Blue Shield of California is paying $2 million to settle allegations that it improperly stopped covering members when they became sick and required expensive treatment.
The insurer decided to settle a 2008 suit, in which the Los Angeles City Attorney's Office alleged Blue Shield's recission practices led to more than 1,000 members losing their coverage to avoid the continuing litigation costs, the Los Angeles Times reports.

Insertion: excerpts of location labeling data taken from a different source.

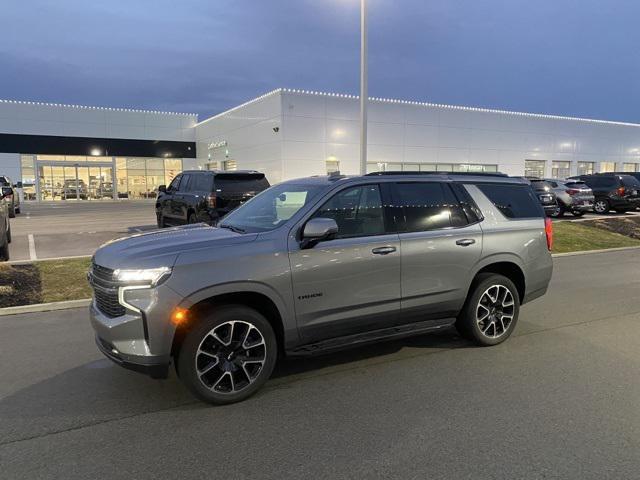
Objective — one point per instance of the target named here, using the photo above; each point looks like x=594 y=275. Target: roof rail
x=433 y=172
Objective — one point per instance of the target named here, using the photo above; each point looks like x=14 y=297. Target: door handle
x=383 y=250
x=465 y=242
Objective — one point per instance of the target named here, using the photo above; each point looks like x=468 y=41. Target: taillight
x=548 y=231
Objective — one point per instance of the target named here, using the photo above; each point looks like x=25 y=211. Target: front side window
x=357 y=211
x=271 y=208
x=428 y=206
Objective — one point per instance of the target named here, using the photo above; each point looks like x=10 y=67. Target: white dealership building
x=127 y=153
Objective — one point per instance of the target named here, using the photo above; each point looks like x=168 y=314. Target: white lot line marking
x=32 y=247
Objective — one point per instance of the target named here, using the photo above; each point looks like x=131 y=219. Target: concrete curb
x=588 y=252
x=22 y=262
x=45 y=307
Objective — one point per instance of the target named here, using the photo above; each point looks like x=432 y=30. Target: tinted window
x=514 y=201
x=201 y=183
x=357 y=211
x=605 y=181
x=184 y=184
x=629 y=181
x=175 y=183
x=240 y=182
x=428 y=206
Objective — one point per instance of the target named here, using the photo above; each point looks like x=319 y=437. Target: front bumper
x=141 y=339
x=154 y=370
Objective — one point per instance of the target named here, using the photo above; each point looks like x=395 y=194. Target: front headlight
x=149 y=276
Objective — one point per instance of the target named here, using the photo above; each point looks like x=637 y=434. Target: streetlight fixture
x=363 y=87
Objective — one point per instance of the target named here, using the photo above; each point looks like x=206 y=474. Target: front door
x=351 y=283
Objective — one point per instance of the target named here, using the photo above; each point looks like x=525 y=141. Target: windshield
x=271 y=208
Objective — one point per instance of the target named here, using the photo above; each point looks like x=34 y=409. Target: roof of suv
x=390 y=176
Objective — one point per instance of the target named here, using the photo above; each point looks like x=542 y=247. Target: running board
x=372 y=336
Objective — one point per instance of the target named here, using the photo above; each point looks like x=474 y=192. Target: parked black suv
x=206 y=196
x=544 y=192
x=612 y=191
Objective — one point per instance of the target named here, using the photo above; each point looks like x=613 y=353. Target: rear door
x=441 y=241
x=349 y=284
x=233 y=189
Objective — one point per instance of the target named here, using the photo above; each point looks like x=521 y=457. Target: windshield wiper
x=233 y=228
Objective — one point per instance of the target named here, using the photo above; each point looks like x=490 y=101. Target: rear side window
x=201 y=183
x=629 y=181
x=514 y=201
x=234 y=183
x=427 y=206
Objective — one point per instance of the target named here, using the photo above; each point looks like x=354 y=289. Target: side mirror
x=317 y=230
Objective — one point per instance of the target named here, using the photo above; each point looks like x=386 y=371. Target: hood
x=161 y=247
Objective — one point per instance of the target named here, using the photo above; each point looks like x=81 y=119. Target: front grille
x=105 y=291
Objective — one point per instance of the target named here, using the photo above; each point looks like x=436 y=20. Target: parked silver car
x=572 y=196
x=319 y=264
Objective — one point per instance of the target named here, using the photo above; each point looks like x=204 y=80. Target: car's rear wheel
x=601 y=206
x=558 y=212
x=228 y=355
x=491 y=310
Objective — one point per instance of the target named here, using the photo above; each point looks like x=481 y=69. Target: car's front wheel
x=491 y=310
x=228 y=355
x=601 y=206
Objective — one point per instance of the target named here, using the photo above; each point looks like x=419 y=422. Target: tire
x=219 y=375
x=492 y=329
x=601 y=206
x=558 y=212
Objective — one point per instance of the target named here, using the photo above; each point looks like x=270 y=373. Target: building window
x=229 y=165
x=561 y=169
x=607 y=167
x=586 y=168
x=534 y=168
x=28 y=177
x=333 y=166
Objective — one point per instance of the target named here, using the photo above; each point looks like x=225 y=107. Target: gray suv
x=319 y=264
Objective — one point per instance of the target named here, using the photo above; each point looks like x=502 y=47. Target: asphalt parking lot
x=62 y=229
x=558 y=400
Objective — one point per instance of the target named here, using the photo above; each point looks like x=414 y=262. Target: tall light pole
x=363 y=87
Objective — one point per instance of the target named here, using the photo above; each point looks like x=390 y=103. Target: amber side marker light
x=180 y=316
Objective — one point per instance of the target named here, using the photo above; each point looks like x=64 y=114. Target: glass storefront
x=71 y=177
x=560 y=169
x=534 y=168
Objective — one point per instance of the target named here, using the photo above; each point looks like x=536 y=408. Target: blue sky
x=568 y=57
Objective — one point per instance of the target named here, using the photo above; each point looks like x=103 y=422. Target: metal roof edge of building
x=242 y=105
x=424 y=104
x=88 y=107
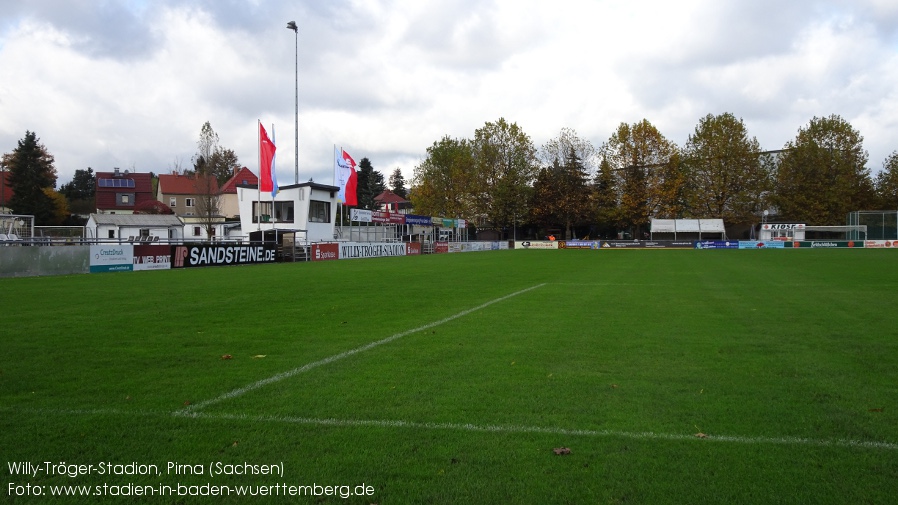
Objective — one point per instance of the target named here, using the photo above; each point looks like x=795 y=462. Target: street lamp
x=292 y=26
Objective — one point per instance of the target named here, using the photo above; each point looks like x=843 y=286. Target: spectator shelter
x=687 y=229
x=135 y=228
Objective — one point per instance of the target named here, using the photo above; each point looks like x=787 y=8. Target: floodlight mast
x=292 y=26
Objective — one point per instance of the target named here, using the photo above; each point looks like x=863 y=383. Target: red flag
x=352 y=199
x=266 y=155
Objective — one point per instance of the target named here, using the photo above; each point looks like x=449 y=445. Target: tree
x=397 y=183
x=822 y=175
x=505 y=165
x=81 y=191
x=727 y=175
x=561 y=194
x=443 y=184
x=31 y=171
x=212 y=159
x=205 y=180
x=648 y=178
x=887 y=183
x=605 y=201
x=370 y=183
x=60 y=207
x=568 y=141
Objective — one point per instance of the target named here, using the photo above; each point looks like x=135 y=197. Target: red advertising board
x=325 y=252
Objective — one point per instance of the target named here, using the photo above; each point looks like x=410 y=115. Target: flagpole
x=259 y=181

Under the settlement, Blue Shield is banned from rescinding coverage unless it can prove someone committed fraud or misrepresented health facts on an insurance application. It also bans Blue Shield rescission investigators from receiving commissions based on the number of rescissions they issue. Reviewers still can receive bonuses for efficient investigations, according to the Contra Costa Times.
The settlement also requires Blue Shield to submit a revised health insurance application form that includes specific language, the LA Times notes.
Blue Shield noted that, despite settling the lawsuit, it accepts no blame or wrongdoing related to the recission accusations, reports the Associated Press.
"Our process meets or exceeds all legal and regulatory requirements," Blue Shield spokesperson Steve Shivinsky said. "In every instance, we provide immediate notice, ensure multiple layers of review, involve a medical director in the decision, give members an opportunity to provide additional information before we take any action, and follow the guidance of an independent third party review."